Com o pagamento de salários a continuar a realizar-se de forma irregular, vários sindicatos decidiram avançar com uma greve em grande escala, no fim de semana de 17 e 18 de julho, que cancelou centenas de voos em todos os aeroportos nacionais.

Em causa estiveram paralisações convocadas pelos sindicatos dos Técnicos de Handling de Aeroportos (STHA), das Indústrias Metalúrgicas e Afins (SIMA) e dos Economistas (SE), dos Trabalhadores dos Transportes de Portugal (STTAMP), dos Trabalhadores dos Aeroportos Manutenção e Aviação (STAMA) e dos Trabalhadores da Aviação e Aeroportos (Sitava), Nacional dos Trabalhadores da Aviação Civil (SINTAC) e dos Quadros da Aviação Comercial (SQAC) e que se iriam repetir no final de julho e início de agosto, mas acabaram desconvocadas à medida que os pagamentos de salários e subsídios foram sendo assegurados ou efetuados. O STTAMP manteve, no entanto, um aviso para a segunda quinzena de agosto.

Groundforce
créditos: © 2021 LUSA - Agência de Notícias de Portugal, S.A.
  • A solução

Neste momento, são duas as soluções para estabilizar de vez a Groundforce. A primeira, preferida do Governo, passa pela venda das ações que a Pasogal detém na Groundforce e que são atualmente detidas pelo banco Montepio, devido à penhora.

Ainda assim, o Governo está preparado para avançar "de imediato com as ações necessárias para garantir a mudança acionista indispensável para a viabilização da Groundforce", caso a venda das ações detidas pelo Montepio não se concretize.

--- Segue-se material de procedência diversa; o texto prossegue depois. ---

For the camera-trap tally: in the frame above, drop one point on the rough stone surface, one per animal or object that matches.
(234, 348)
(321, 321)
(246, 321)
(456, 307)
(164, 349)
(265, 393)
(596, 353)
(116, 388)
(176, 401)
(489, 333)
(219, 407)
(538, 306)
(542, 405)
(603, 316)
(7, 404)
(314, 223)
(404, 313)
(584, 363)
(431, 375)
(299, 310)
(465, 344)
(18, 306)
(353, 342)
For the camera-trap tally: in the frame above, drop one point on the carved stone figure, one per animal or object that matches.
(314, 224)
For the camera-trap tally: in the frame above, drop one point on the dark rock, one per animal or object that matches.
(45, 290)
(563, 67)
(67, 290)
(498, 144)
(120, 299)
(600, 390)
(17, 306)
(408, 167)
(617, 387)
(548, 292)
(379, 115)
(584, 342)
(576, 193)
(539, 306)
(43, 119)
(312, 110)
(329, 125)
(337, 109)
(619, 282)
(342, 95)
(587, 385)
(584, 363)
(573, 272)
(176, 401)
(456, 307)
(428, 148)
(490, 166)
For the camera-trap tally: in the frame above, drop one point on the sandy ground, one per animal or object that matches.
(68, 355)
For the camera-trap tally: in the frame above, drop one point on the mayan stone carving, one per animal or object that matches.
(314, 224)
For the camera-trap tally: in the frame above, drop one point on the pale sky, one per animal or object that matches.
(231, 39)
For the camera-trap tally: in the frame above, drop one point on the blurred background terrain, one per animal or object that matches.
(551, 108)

Em comunicado, o Ministério das Infraestruturas e Habitação disse, em 21 de julho, que o Governo "tem a expectativa que a venda por parte do Montepio das ações da Pasogal, que tem em sua legítima posse, terá um desfecho positivo nos próximos dias".

"No entanto, caso essa venda não se concretize muito em breve, o Governo avançará de imediato com as ações necessárias para garantir a mudança acionista indispensável para a viabilização da empresa", acrescentou, sem adiantar mais detalhes.

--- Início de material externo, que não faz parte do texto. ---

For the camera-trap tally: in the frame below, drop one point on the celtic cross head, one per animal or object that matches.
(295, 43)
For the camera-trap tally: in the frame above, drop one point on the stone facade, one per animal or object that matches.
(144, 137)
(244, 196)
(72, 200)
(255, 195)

Na mesma nota, a tutela referiu que "essa alteração da estrutura acionista permitirá também cumprir com o que é devido aos trabalhadores, nomeadamente, em matéria de progressões na carreira".

O Governo recordou que, "no seguimento da decisão do juízo central cível de Lisboa que declarou improcedente a providência cautelar interposta pela Pasogal para impedir o Montepio de alienar a participação na Groundforce, o Ministério das Infraestruturas e da Habitação vê reunidas as condições para uma resolução definitiva da instabilidade que se vive na empresa".